2  Training Convergence & Latency Analysis

This section evaluates the convergence of the primary Reinforcement Learning (RL) Teacher and the Flow-Matched distillation process across all random seeds, as well as the \(O(1)\) inference speedup claims.

2.1 Data Loading

We aggregate the extracted Weights & Biases history files for all training runs.

2.2 RL Teacher Convergence

The Continuous PPO Teacher utilizes privileged terrain and physical parameters. Convergence is expected within 300 epochs.

2.3 Flow-Matched Distillation

The Student Policy is trained purely via Optimal Transport Flow Matching (Rectified Flows). The vector field loss targets the ground-truth Euler integration step.

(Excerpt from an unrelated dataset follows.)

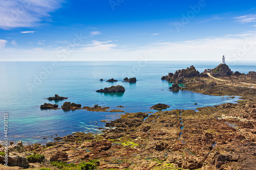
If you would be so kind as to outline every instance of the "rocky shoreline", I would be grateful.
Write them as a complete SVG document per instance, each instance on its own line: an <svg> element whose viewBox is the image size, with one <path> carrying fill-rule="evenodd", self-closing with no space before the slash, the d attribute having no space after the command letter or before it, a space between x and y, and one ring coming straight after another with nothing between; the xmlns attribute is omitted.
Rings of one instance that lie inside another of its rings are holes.
<svg viewBox="0 0 256 170"><path fill-rule="evenodd" d="M97 169L255 169L256 87L251 85L256 83L254 72L250 76L225 74L221 79L226 81L222 81L198 74L193 67L187 70L192 77L181 76L189 75L184 69L174 74L176 78L174 75L172 78L173 81L182 79L185 87L182 90L240 96L241 100L237 104L198 108L197 111L177 109L150 115L126 113L106 123L108 129L102 130L101 134L77 132L55 138L55 142L46 145L12 144L8 149L8 159L12 162L11 160L19 158L24 163L18 165L27 168L28 156L44 155L42 163L38 162L42 161L41 157L35 160L36 163L29 162L31 169L61 169L68 165L63 163L59 168L57 163L53 163L55 161L76 166L69 169L81 169L81 162L89 164L95 159L99 161L95 164ZM156 108L163 106L163 109L168 106L161 104ZM1 147L0 151L3 149Z"/></svg>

2.4 Teacher RL Optimization Dynamics

The quality of the Flow-Matched distillation is strictly bounded by the structural optimality of the Teacher’s continuous manifold. The Teacher policy is trained via PPO, utilizing parallelization and privileged physical states. We dissect the internal RL optimization dynamics—Value Loss, Policy Gradient Loss, and Entropy—to mathematically verify manifold convergence prior to distillation.

2.4.1 Interpretation

The total loss curves empirically demonstrate that both the privileged PPO Teacher and the Flow-Matched Student converge to a steady state across all independent seeds.

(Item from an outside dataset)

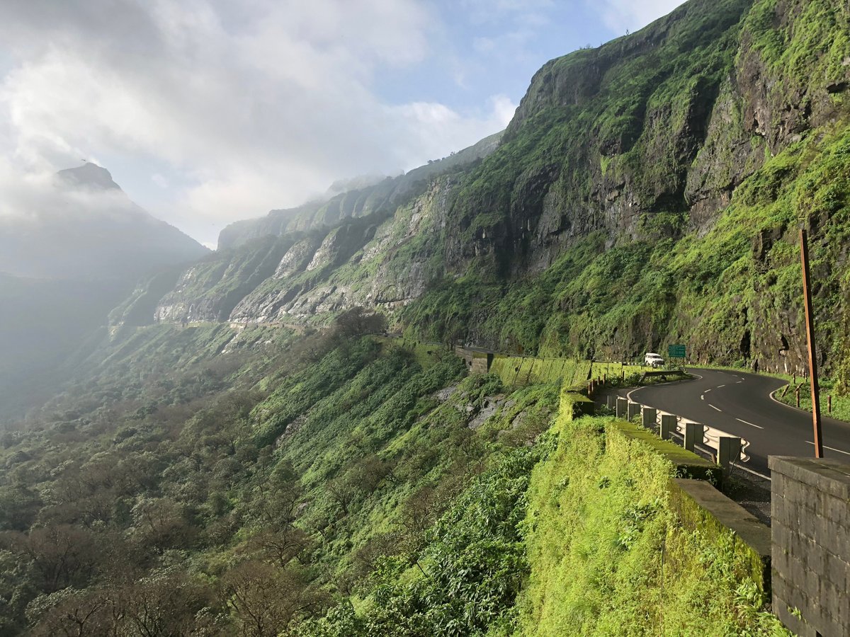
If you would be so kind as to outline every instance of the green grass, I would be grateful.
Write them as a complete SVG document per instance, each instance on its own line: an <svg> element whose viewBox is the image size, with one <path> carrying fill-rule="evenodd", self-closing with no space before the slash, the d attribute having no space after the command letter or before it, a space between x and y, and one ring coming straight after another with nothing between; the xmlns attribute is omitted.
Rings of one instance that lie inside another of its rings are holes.
<svg viewBox="0 0 850 637"><path fill-rule="evenodd" d="M518 634L788 634L732 532L680 526L664 456L603 418L562 414L552 433L529 487Z"/></svg>
<svg viewBox="0 0 850 637"><path fill-rule="evenodd" d="M835 381L823 379L820 385L820 413L821 415L837 418L840 420L850 422L850 396L842 396L837 393ZM791 386L783 395L782 390L774 394L776 398L786 405L796 407L796 387L800 387L800 409L812 411L812 387L808 381L798 379L796 386ZM832 397L832 411L829 411L830 397Z"/></svg>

Crucially, dissecting the PPO optimization reveals the transition from exploration to stable exploitation. The monotonic decay in entropy indicates that the stochastic policy condenses into a deterministic, low-variance action manifold. Concurrently, the stabilization of the v_loss (Value Function error) verifies that the Teacher accurately estimates the infinite-horizon return of the state space. By ensuring the Teacher has constructed a strict, deterministic optimal manifold, we guarantee that the Flow Student’s \(O(1)\) ODE mapping is distilling a coherent topology rather than random noise.